Choose your own configuration - flavour, bottle, nic content, base ratio, menthol strength (if applicable) and post it here. Tag 2 friends in the post.

One post/person/day, each post to specify 3 juices with their config. You can post different or the same juices on subsequent days, up to you. The winning post drawn will determine the winner and the 3 juices.

Different friends to be tagged in each post.

The juice you win will be the juice you post. Competition closes Sunday 19 Dec. A draw will be held Monday 20 Dec.
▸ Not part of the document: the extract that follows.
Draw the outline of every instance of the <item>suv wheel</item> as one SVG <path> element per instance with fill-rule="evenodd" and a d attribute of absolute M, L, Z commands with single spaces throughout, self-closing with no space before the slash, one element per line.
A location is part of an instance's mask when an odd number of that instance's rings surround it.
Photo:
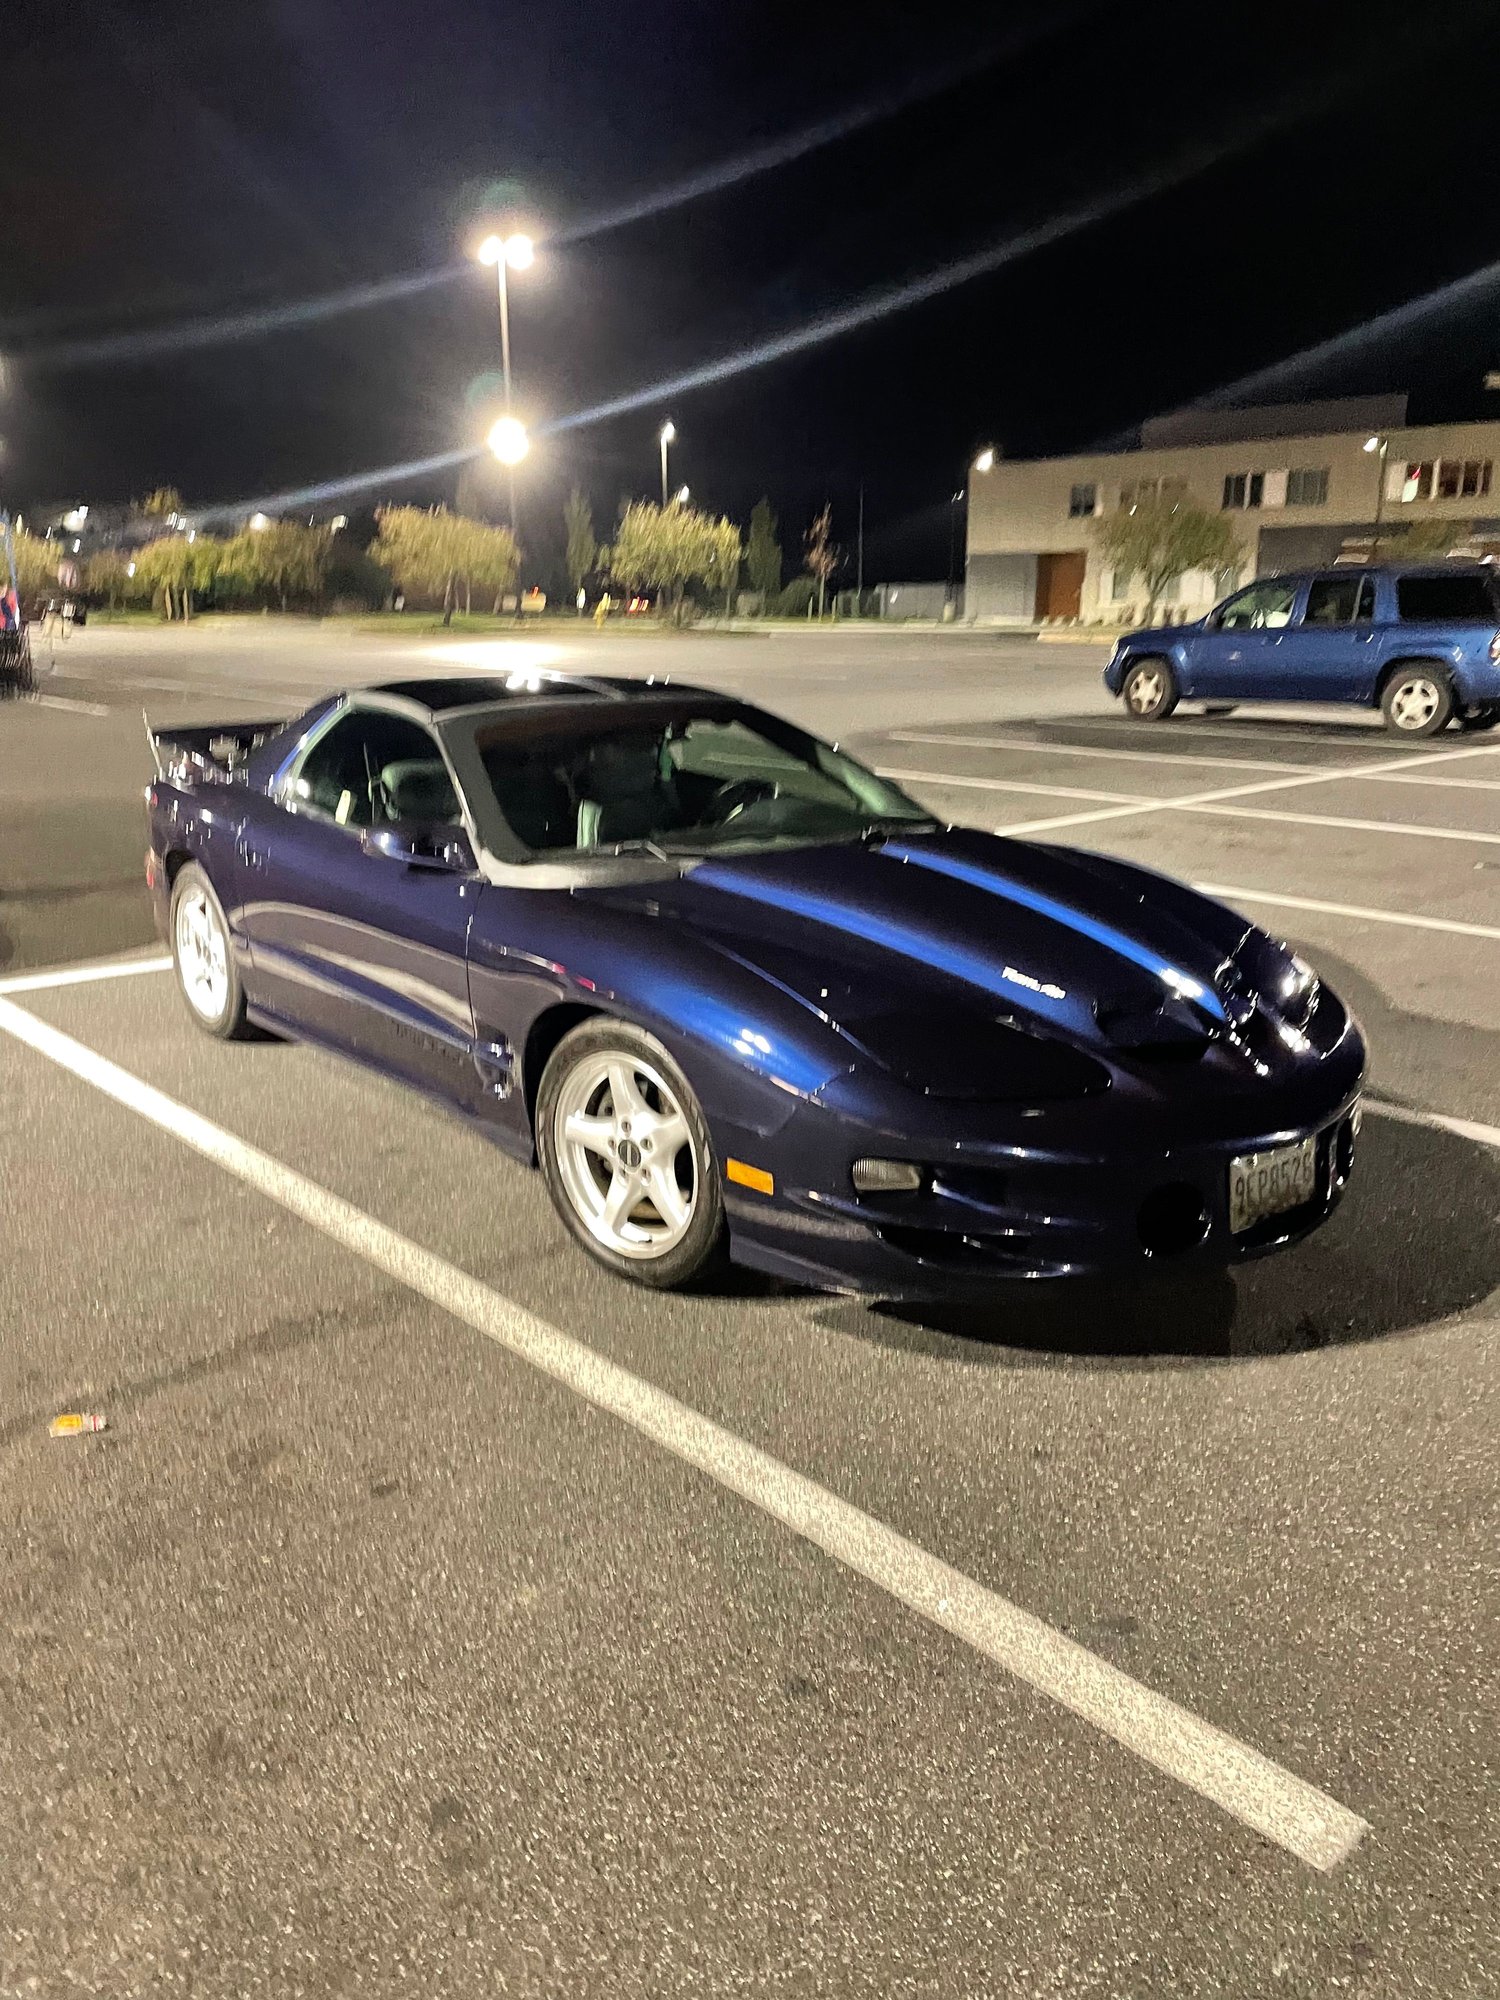
<path fill-rule="evenodd" d="M 1453 714 L 1453 683 L 1425 661 L 1398 667 L 1385 684 L 1380 710 L 1397 736 L 1436 736 Z"/>
<path fill-rule="evenodd" d="M 1120 687 L 1125 713 L 1137 722 L 1163 722 L 1177 706 L 1177 676 L 1167 660 L 1137 660 Z"/>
Open to all forum members.

Good luck!

https://alldayvapes.co.za/

Reactions: Like 1 | Winner 10


----------



## Intuthu Kagesi (12/12/21)

@ARYANTO @TRIVIO74
E Liquid Memories - 100ml Chubby Black transparent - 18mg 70/30
E-Liquid ADV Gold - 100ml Chubby Black transparent - 18mg 70/30
E Liquid Nuts'n'Stuff Ice Cream - 100ml Chubby Black Transparent - 18mg 70/30

Reactions: Like 2


----------



## YeOldeOke (12/12/21)

@Intuthu Kagesi 
I've clarified a bit in the OP now. You need 3 juices/post.

No need for screenshots, looks nice, not complaining, but not necessary.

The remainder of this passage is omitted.